Data Engineering for Fraud Prevention - Angela Ramirez
Oct 6, 2023
auto_awesome
Angela Ramirez, a data engineer with experience in fraud prevention, talks about her career journey, the usefulness of knowing ML as a data engineer, best practices for system design and data engineering, working with different types of databases including document and network-based databases, and selecting the appropriate database type to work with. She also discusses the importance of software engineering knowledge in data engineering, data quality check tooling, debugging failed jobs, and working with external data sources.
Working with external data sources requires establishing data contracts, understanding data reliability, and considering batch versus real-time data.
Dealing with failed jobs and debugging requires identifying root causes, relying on experience, documentation, and runbooks.

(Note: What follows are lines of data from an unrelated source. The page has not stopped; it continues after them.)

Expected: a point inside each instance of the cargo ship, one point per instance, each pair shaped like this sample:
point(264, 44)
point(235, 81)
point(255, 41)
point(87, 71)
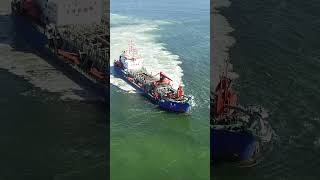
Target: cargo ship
point(75, 39)
point(237, 133)
point(159, 90)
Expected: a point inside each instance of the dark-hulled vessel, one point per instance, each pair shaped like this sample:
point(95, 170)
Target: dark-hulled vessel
point(237, 133)
point(129, 67)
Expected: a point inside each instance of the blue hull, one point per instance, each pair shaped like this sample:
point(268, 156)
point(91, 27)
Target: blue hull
point(232, 146)
point(175, 106)
point(163, 104)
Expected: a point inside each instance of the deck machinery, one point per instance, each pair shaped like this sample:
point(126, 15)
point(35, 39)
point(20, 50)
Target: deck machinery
point(84, 45)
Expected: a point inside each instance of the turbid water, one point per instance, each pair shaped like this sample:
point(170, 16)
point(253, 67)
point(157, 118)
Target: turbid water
point(276, 55)
point(51, 126)
point(146, 142)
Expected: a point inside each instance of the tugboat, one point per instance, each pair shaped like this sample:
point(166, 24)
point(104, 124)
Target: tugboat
point(159, 90)
point(237, 133)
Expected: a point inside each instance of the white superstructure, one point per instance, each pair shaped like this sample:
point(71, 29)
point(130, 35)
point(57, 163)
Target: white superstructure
point(130, 62)
point(70, 12)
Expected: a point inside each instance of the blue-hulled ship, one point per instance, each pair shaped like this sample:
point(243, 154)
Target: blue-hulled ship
point(237, 133)
point(158, 89)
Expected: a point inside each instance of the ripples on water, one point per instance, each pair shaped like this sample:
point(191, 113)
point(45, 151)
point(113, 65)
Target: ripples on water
point(276, 55)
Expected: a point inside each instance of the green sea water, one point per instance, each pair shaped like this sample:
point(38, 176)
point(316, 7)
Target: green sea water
point(147, 142)
point(276, 55)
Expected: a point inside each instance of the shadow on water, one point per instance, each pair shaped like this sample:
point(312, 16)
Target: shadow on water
point(42, 136)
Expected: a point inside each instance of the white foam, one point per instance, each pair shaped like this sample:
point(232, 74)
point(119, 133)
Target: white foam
point(143, 33)
point(222, 42)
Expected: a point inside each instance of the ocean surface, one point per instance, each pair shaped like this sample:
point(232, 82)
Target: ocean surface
point(146, 142)
point(52, 126)
point(274, 49)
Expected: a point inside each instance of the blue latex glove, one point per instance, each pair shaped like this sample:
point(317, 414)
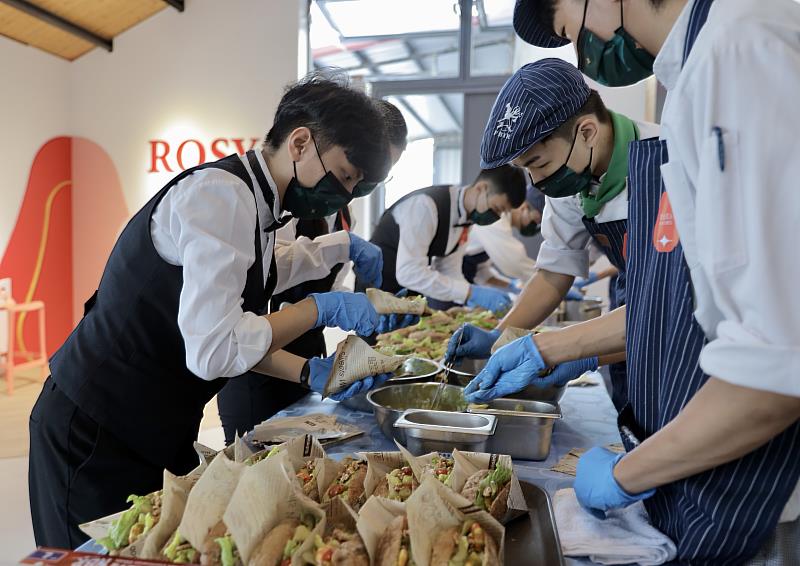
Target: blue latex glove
point(574, 294)
point(367, 260)
point(510, 369)
point(566, 372)
point(489, 298)
point(390, 322)
point(580, 282)
point(348, 311)
point(476, 343)
point(320, 370)
point(595, 486)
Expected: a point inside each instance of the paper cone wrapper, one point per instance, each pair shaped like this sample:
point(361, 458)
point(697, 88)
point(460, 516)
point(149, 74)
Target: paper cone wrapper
point(209, 498)
point(386, 303)
point(205, 453)
point(338, 515)
point(374, 517)
point(417, 463)
point(378, 465)
point(355, 360)
point(509, 335)
point(433, 508)
point(173, 500)
point(327, 471)
point(301, 449)
point(265, 495)
point(241, 451)
point(468, 463)
point(173, 503)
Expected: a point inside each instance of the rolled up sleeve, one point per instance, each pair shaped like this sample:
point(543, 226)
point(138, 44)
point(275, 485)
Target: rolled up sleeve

Recommended resources for learning data engineering include books on data engineering principles, designing data-intensive applications, and PySpark SQL.
Deep dives
Challenges of Working with External Data Sources
Working with external data sources can present challenges in terms of identifying the right teams to work with, obtaining proper documentation, and ensuring the data remains consistent and accessible. Data engineers must establish data contracts and understand the frequency and reliability of the data received. Additionally, considerations such as batch versus real-time data and potential changes to the data source must be taken into account.
Handling Failed Jobs and Debugging
One of the most challenging tasks as a data engineer is dealing with failed jobs and debugging issues. It requires identifying the root cause of the failure, whether it's a bug in the code, schema changes, database issues, or problematic data. Experience and familiarity with common errors and solutions can help in troubleshooting these issues. Documentation and runbooks can also aid in resolving future failures efficiently.
Recommended Resources for Learning
For those interested in learning more about data engineering, recommended resources include overview books on data engineering principles and designing data-intensive applications. O'Reilly books, such as 'Data Engineering' and 'Designing Data-Intensive Applications,' are excellent options. Additionally, resources specific to PySpark SQL can be valuable for interview preparation.
Working with Different Databases and Tools
Data engineers frequently work with various databases and tools, depending on their specific use cases. Some commonly used tools and technologies include GCP services such as Cloud DataProc, Cassandra for structured data, PySpark for large-scale data processing, and Pandas with the recent pyarrow implementation change for improved performance. Each tool has its unique strengths and use cases based on factors like scalability, fault tolerance, and data structure.
Choosing the Right Database for Use Cases
Selecting the appropriate database for a particular use case depends on the nature of the data and the desired analysis. Relational databases like Cassandra are effective for structured and relational data, while document-based databases such as MongoDB or document capabilities in Elasticsearch are preferable for dynamic data. Key-value stores like Redis or network databases like Neo4j may be suitable for specific graph-related use cases. The schema, scalability, and performance requirements should guide the decision-making process.